Saksońskie Ministerstwo Spraw Wewnętrznych radzi Niemcom mieć oczy dookoła głowy i natychmiast zgłaszać policji wszelkie nietypowe zachowania przybyszów z zagranicy. To reakcja niemieckich władz po otwarciu granic Polski z krajami Unii.

21.12.2007 | aktual.: 21.12.2007 14:45

Saksońskie Ministerstwo Spraw Wewnętrznych radzi Niemcom mieć oczy dookoła głowy i natychmiast zgłaszać policji wszelkie nietypowe zachowania przybyszów z zagranicy. To reakcja niemieckich władz po otwarciu granic Polski z krajami Unii. Niemcy otrzymują ulotki z informacją, by zmienili domy w twierdze, bo na ich dobra czyhają Polacy i Czesi.

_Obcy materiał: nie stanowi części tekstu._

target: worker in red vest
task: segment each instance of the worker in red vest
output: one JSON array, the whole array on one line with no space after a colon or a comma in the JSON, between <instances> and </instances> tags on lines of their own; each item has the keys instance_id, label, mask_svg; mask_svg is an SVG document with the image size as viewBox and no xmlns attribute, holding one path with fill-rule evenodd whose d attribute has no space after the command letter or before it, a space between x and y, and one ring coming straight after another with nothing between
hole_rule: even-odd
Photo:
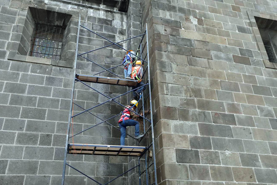
<instances>
[{"instance_id":1,"label":"worker in red vest","mask_svg":"<svg viewBox=\"0 0 277 185\"><path fill-rule=\"evenodd\" d=\"M132 89L138 88L144 84L144 83L141 81L143 74L143 68L142 66L141 61L137 60L136 61L135 66L132 68L131 77L133 80L137 80L138 83L136 86L132 87ZM142 91L144 90L145 88L145 86L144 86L138 88L135 91L133 91L133 95L134 99L137 101L138 101L140 97Z\"/></svg>"},{"instance_id":2,"label":"worker in red vest","mask_svg":"<svg viewBox=\"0 0 277 185\"><path fill-rule=\"evenodd\" d=\"M137 108L138 103L136 100L132 100L131 101L130 105L126 106L128 109L134 111ZM135 138L138 139L142 138L143 135L139 134L139 123L138 121L134 120L133 119L138 118L139 116L134 112L130 111L128 109L125 109L120 114L120 119L118 121L118 124L120 129L121 135L120 137L120 145L124 146L125 145L125 137L126 136L126 127L130 126L135 126ZM143 113L141 114L143 116Z\"/></svg>"}]
</instances>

"Radzimy zamykać wszystkie okna i drzwi nawet podczas krótkiej nieobecności w domu lub mieszkaniu" - brzmi jedna z wytycznych saksońskiego ministerstwa.

Niemcy mieszkający przy granicy z Polską montują w domach mocniejsze drzwi i otaczają swoje posesje wyższymi ogrodzeniami - pisze brytyjski "The Guardian". Gazeta przytacza przykład pewnego emeryta z Ebersbach, który obawiając się Polaków i Czechów zorganizował wśród sąsiadów ochronę obywatelską. Mieszkańcy przez krótkofalówki wymieniają się informacjami o wszystkich podejrzanych typach, których zauważą w okolicach swoich domów. Udało im się nawet namówić burmistrza Ebersbach na zniesienie podatku od posiadania psa. Dzięki temu każdy, kto czuje się zagrożony, może bez żadnych opłat "zatrudnić" czworonożnego ochroniarza.